You can use the PV formula in Excel to calculate the price of your bond at a new rate. Instructions here:
https://www.extendoffice.com/documents/excel/5088-excel-calculate-bond-price.html Or use an online calculator.
In a nutshell, if rates rise, bond investors will lose quite a bit of market value. The impact would be greater than the financial crisis of 2008, because the overall bond market is many times larger than the mortgage market, and because bond portfolios are so often used as collateral. If I thought rates were going to rise 3%, I would RUN from the markets.
The confusing thing to wrap your mind around is that you lose money whether you sell your bond or not. In the example above, by holding your bond with a 2% coupon, you forego the opportunity to invest those funds at 5%. The losses you think you avoided by not selling equal the losses experienced by missing out on the higher interest rate. The markets are absolutely mathematically efficient on this point. Had interest rates fallen, you would be sitting on capital gains.
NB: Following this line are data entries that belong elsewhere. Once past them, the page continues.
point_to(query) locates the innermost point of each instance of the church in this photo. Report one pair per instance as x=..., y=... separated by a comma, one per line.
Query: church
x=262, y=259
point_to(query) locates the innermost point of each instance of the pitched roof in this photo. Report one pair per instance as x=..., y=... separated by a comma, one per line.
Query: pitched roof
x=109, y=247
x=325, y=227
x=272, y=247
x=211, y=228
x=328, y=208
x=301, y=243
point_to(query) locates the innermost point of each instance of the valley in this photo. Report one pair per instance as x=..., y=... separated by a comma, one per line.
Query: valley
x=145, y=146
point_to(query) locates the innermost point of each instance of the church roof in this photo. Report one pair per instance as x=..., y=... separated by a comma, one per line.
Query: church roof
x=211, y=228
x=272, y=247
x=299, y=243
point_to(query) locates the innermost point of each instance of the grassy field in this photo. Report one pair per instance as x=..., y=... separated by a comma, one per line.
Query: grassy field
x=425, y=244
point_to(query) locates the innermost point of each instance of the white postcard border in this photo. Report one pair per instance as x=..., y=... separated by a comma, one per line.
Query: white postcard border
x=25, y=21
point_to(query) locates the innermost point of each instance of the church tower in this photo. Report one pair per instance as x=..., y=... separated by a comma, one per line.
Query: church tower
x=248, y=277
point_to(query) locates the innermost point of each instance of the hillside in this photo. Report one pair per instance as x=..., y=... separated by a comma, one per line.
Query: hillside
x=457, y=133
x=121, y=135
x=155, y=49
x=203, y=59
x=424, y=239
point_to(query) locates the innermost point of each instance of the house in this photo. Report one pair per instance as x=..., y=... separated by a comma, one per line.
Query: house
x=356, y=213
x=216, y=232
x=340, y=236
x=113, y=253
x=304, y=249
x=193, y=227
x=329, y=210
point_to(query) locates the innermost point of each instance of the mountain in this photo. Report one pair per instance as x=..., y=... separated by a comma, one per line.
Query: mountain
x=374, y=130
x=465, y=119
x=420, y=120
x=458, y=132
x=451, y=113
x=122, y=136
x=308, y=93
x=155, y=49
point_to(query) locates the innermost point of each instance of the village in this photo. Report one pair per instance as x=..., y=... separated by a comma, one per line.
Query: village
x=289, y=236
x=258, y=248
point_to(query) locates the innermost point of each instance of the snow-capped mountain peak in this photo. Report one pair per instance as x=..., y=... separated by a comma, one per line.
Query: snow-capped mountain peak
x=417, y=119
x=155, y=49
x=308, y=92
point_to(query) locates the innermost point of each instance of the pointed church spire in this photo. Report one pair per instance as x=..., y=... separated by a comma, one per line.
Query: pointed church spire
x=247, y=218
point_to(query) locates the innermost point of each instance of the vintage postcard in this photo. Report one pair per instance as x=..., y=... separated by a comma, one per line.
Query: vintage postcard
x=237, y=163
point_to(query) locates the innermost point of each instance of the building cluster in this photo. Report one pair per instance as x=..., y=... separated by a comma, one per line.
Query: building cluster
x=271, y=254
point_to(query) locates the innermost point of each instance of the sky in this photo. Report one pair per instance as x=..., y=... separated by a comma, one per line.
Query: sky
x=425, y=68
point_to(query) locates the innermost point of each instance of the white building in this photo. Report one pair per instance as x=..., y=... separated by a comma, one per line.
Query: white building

When you invest in a bond fund, that fund is constantly trading to maintain their targeted duration or sensitivity to changes in interest rates, and meanwhile the market is pricing the fund based on the value of its holdings. So the value of the fund changes just like any of its holdings.
You can keep your interest rate risk low by maintaining short durations. However this risk reduction comes at the risk of losing the opportunity to lock in today’s rates, when rates might be even lower in the future!